Si la fidélisation du public du MCU s'éparpille entre le salon et les salles obscures, il reste à la fameuse franchise de renouveler ses enjeux, d'étendre son univers et de rassembler des diverses communautés. Ce dernier point a toujours été un facteur déterminant, soulignant un manque de discernement dans son envol cinématographique. Cela n'est pas près de changer, bien que l'on puisse noter une brève amélioration dans le semblant d'adrénaline que l'on souhaite nous vendre. Malheureusement, Destin Daniel Cretton n'en aura pas assez sous la main ni sur son objectif, afin de rendre cette énième origin story mémorable et digérable. C’est enfin la première incursion dans du neuf depuis la première génération des Avengers et on s’amuse à refaire le monde, avec tous ces easter-eggs, à présent délivrés sous forme d’un fil rouge discret.
Il y avait donc un peu d’espoir pour celui qui s’est révélé avec « States Of Grace » et « Le Château de Verre », mais nous sommes loin de ces communautés dysfonctionnelles et de l’émotion qu’elles pouvaient générer. Sous le format et l’élan de la musique pop, le héros n’est qu’un enfant en errance dans un San Francisco formel la journée et en roue libre le soir. C’est exactement de cette manière que le reste du récit sera construit, par bride de cette fantaisie à moitié assumée. Simu Liu donne pourtant une certaine présence à son personnage, mutilé par le passé de sa famille. À coup de flash-backs qui en fait son développement personnel, ce dernier évolue avec Katy, campée par une Awkwafina dans un excès d’euphorie.

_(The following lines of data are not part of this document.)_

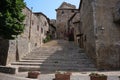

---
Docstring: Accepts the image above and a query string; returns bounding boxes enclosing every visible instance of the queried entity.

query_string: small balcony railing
[113,8,120,24]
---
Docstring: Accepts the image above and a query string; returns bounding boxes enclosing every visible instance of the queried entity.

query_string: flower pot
[53,73,71,80]
[28,71,40,78]
[90,76,107,80]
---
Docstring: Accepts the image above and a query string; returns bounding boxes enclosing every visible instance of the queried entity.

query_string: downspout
[92,0,99,67]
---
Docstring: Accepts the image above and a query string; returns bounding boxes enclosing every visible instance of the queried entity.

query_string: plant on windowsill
[28,71,40,79]
[118,76,120,80]
[89,73,107,80]
[53,72,71,80]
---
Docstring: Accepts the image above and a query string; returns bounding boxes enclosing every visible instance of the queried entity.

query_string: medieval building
[69,0,120,70]
[56,2,76,39]
[0,7,49,65]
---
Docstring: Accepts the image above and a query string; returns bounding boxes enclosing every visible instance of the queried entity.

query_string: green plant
[89,73,107,77]
[0,0,25,39]
[43,35,51,43]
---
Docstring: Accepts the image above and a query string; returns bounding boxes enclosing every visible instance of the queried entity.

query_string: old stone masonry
[0,0,120,80]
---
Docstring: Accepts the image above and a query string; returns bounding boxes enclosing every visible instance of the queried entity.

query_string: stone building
[0,7,49,65]
[79,0,120,69]
[56,2,76,39]
[68,10,82,45]
[34,12,50,44]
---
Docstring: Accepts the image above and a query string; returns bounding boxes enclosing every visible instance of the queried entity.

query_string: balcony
[113,8,120,24]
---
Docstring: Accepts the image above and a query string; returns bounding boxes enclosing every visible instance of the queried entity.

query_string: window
[62,11,64,14]
[41,28,43,33]
[37,25,39,31]
[71,10,75,13]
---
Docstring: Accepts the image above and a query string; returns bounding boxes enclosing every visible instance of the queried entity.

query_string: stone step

Ce qui consiste à concilier deux cultures et deux visions de la Chine à travers l’expatrié et la sino-américaine. Mais l’on ne dépassera jamais ces intentions, faute d’humour décapant et une approche plus ténébreuse, qui entrent constamment en collision. Il n’y a donc pas d’harmonie, chacun fera ce qui lui plaît de son côté.

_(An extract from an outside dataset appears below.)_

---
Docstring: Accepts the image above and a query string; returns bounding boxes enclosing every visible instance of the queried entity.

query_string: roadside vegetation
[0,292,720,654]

Le réalisateur en fait donc de même, sans savoir où il souhaite en venir dans sa structure, qui existe uniquement dans ses scènes explosives. De ce fait, le film ne cesse de s’étirer en son centre, jusqu’à atteindre une durée absurde pour le peu qu’il nous ait à conter. Le reste est noyé dans un amas référencé à « Tigre & Dragon », Tsui Hark et autres Zhang Yimou. Dans ces conditions, hybrider le blockbuster hollywoodien à ces marques déposées a de quoi irriter. Si l’hommage peut sembler satisfaisant au premier abord, le tout est reçu comme une lettre à la poste, sans chaleur ni âme. Et pourtant, ce n’est pas faute d’avoir débauché Tony Leung Chiu-Wai dans le rôle du Mandarin. On joue sur l’ambiguïté de son humanité, mais ce sera rapidement désamorcé par la mécanique de l’intrigue. De même, Michelle Yeoh et Benedict Wong ne sont présents que pour certifier une authenticité, qui n’est que vantée au lieu d’être appréciée. La quête de l’enfant perdu ne trouvera donc pas la résonnance souhaitée, au même titre que les valeurs de sa famille, diluées dans une lourdeur que l’on ne peut plus tolérer.

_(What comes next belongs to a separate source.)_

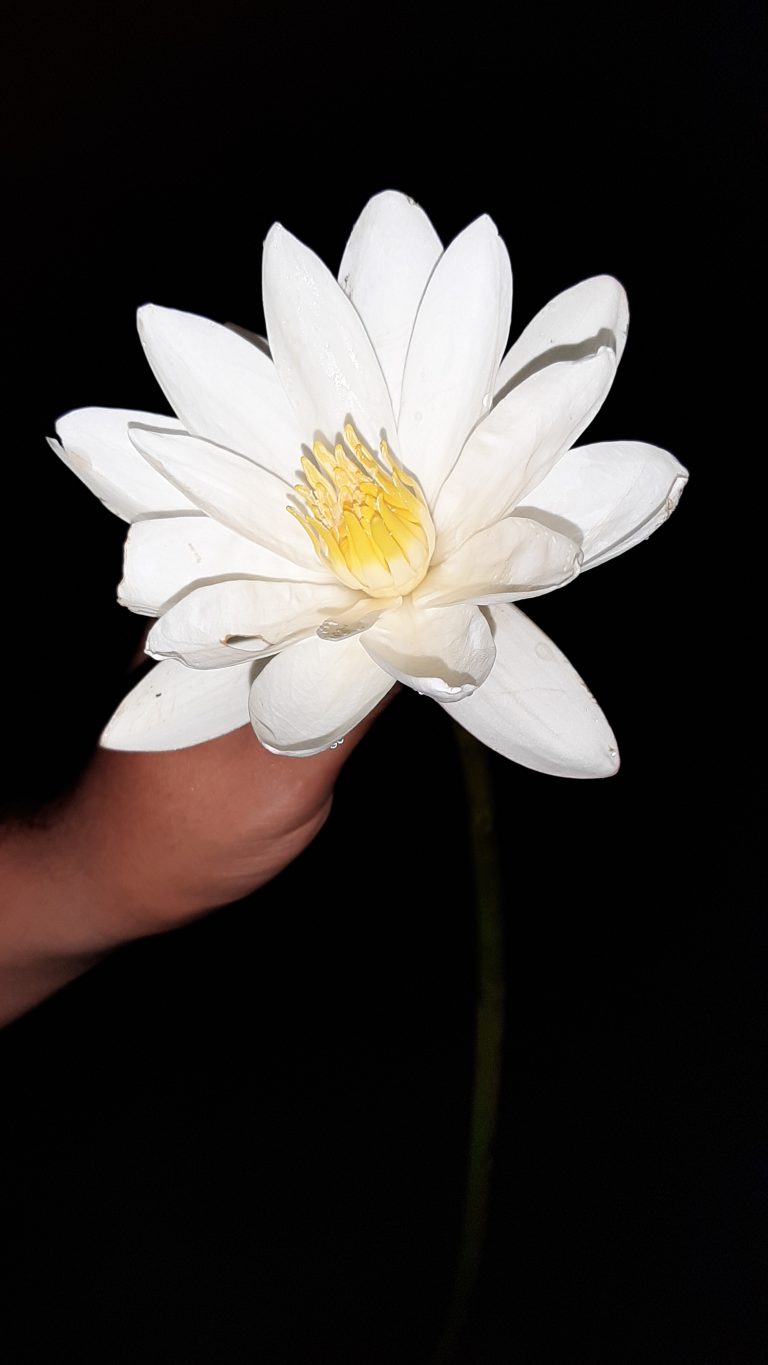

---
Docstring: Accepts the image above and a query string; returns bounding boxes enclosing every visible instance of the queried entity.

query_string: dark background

Le projet de séduire le marché asiatique, chinois notamment, ne fait que ramasser un handicap après l'autre, à travers un hommage culturel, travesti en un gros gâteau empoisonné. Et quand bien même l'on réussisse à rendre quelques scènes d'action inventives et audacieuses, les limites techniques se distinguent davantage. Entre deux rencontres titanesques, la finition des effets visuels est négligée et flirte avec le téléfilm de luxe. Par manque de temps, Hollywood a longtemps adopté cette démarche commerciale, où le respect de l'agenda empiète sur la fibre artistique. Elle reste cependant rentable, jusqu'à ce qu'on s'en lasse ou qu'on finisse par ne proposer que ce même menu à la vitrine. « Shang-Chi et la Légende des Dix Anneaux » tente malgré tout de se dresser face à ses obstacles, en vain, comme nombreux héros et héroïnes avant lui.